Every cell in your body (there are about 10 times as many of them as there are stars in the Milky Way) is an individual unit working in its own local ecosystem, like a bunny-rabbit grazing and pooping on a field, on an island, on a planet. Only 10% of the cells in your body share your DNA. Much of the rest are bacteria, and most of those live in your gut.
The non-human cells living inside you have evolved alongside you, and you have evolved alongside them. They alter your mood and personality, they give you some diseases and disorders and protect you from others, and they can greatly affect your propensity to put on weight (New Yorker article).
Although the mind is a kind-of cohesive, self-aware network, we are really compound beings, like an ant-nest, rather than isolated individuals. I think that individuals in society should see that community is like that, too. We are little microbes within this cosmos. We should be cool with that. A little cell that tries to take over the whole body is a cancer-cell, and it eventually kills its own environment and itself.

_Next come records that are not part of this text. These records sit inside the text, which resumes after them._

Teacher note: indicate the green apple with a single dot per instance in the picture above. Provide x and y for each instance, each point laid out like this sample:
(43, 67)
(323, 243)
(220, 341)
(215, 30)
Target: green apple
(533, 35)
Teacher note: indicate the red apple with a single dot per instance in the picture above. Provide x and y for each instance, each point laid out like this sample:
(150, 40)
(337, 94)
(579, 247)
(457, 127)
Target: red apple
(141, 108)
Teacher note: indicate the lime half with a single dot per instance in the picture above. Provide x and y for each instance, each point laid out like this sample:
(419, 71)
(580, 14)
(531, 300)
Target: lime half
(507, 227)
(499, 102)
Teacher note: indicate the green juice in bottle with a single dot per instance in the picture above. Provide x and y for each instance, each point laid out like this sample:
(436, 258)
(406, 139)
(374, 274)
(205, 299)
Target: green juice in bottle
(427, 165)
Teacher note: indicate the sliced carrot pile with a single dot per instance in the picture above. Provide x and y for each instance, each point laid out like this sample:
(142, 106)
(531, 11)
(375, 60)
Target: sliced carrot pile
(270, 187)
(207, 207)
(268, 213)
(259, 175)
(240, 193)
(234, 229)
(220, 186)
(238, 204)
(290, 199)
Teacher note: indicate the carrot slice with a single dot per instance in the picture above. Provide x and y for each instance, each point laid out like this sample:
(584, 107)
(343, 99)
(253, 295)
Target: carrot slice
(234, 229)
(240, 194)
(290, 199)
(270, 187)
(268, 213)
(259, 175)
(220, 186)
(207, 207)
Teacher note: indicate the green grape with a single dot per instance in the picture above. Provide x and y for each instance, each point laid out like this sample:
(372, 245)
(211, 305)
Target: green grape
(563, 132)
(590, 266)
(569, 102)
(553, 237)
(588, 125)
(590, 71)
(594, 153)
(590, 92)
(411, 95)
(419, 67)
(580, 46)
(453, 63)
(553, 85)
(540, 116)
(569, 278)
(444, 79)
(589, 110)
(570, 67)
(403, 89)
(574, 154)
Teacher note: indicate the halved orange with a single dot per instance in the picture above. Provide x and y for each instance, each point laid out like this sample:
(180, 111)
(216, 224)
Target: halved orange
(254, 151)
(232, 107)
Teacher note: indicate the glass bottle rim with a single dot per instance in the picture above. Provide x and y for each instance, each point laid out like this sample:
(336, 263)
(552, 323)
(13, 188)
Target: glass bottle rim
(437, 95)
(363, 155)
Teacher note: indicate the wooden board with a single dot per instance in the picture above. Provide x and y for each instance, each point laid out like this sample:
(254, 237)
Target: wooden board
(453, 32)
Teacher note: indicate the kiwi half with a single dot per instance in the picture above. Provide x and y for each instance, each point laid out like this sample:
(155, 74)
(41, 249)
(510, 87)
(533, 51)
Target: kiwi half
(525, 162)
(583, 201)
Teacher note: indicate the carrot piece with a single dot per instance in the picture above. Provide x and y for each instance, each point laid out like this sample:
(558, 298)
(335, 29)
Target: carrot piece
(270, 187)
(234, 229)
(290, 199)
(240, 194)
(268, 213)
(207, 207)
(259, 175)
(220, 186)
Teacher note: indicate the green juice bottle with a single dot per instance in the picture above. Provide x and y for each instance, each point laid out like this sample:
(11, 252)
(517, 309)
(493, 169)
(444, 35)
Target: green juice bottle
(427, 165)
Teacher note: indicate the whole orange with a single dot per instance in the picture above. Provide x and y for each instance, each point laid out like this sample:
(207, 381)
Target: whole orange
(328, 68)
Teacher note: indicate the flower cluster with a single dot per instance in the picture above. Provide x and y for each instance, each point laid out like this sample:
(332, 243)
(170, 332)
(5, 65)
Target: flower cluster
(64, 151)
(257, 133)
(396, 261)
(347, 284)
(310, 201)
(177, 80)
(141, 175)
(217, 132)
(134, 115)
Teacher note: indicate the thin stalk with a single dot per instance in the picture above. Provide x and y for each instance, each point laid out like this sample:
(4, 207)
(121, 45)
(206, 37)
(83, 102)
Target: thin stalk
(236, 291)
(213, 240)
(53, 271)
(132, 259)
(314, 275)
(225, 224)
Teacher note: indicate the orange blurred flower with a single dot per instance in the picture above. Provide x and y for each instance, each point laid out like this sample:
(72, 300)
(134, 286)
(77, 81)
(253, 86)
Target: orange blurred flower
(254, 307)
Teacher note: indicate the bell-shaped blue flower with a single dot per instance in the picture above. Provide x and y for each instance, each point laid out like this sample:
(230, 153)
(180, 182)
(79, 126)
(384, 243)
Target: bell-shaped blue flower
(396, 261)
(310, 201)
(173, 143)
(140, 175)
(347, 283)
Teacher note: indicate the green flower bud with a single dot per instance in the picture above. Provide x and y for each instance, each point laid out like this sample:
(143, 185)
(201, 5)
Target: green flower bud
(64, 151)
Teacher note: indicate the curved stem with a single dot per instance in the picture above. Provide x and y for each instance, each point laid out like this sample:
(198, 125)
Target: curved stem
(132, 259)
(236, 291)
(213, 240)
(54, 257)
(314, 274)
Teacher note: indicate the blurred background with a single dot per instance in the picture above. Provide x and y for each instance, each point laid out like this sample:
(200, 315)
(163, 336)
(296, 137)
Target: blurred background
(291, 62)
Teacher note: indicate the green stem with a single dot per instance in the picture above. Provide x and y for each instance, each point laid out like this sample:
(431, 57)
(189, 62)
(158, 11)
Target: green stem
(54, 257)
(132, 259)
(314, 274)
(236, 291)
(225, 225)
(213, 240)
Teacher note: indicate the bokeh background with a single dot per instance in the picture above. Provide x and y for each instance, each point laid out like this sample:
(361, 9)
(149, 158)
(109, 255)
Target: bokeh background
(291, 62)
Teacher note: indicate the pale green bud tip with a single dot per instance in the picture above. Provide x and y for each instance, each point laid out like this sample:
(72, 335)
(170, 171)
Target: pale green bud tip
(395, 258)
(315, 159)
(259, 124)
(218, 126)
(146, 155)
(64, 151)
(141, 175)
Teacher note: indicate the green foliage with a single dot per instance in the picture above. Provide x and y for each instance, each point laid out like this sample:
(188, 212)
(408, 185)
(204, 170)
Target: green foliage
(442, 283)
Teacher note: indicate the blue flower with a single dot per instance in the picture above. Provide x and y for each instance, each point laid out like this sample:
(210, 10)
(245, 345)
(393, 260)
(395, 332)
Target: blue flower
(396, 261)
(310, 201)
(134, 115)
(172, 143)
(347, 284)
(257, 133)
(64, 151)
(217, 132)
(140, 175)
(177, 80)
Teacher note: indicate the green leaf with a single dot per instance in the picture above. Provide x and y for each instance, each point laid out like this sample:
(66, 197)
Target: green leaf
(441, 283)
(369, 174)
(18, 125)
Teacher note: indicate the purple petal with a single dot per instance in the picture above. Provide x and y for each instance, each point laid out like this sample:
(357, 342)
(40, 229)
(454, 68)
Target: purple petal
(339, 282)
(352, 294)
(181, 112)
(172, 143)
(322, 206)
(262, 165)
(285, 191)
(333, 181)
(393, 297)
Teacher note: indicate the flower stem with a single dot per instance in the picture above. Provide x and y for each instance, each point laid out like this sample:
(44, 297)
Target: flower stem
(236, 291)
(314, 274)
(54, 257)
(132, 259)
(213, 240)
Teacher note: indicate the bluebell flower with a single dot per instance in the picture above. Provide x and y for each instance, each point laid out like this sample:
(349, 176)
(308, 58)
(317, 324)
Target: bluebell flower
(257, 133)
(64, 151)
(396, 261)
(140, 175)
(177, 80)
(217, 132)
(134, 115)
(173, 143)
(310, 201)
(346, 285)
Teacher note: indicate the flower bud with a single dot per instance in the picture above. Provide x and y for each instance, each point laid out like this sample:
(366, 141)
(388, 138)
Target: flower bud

Tags: health, microbiology, Science
June 5, 2010 at 8:52 pm |
You only need to look at the wars, politics and economic today to see the cancer is rife. The question now is if the patient can be saved or is it terminal?
June 5, 2010 at 9:06 pm |
Sometimes an animal get sick – sometimes it gets better, sometimes it dies. No one has the vision required to know our future. It would require some greater-than-human perspective; that of a god or alien super-being. So we can only try. To live well is worthwhile in the present moment; one only loses by giving up hope, regardless of whether humans are doomed in the future.
We all eventually die anyway. The universe goes on.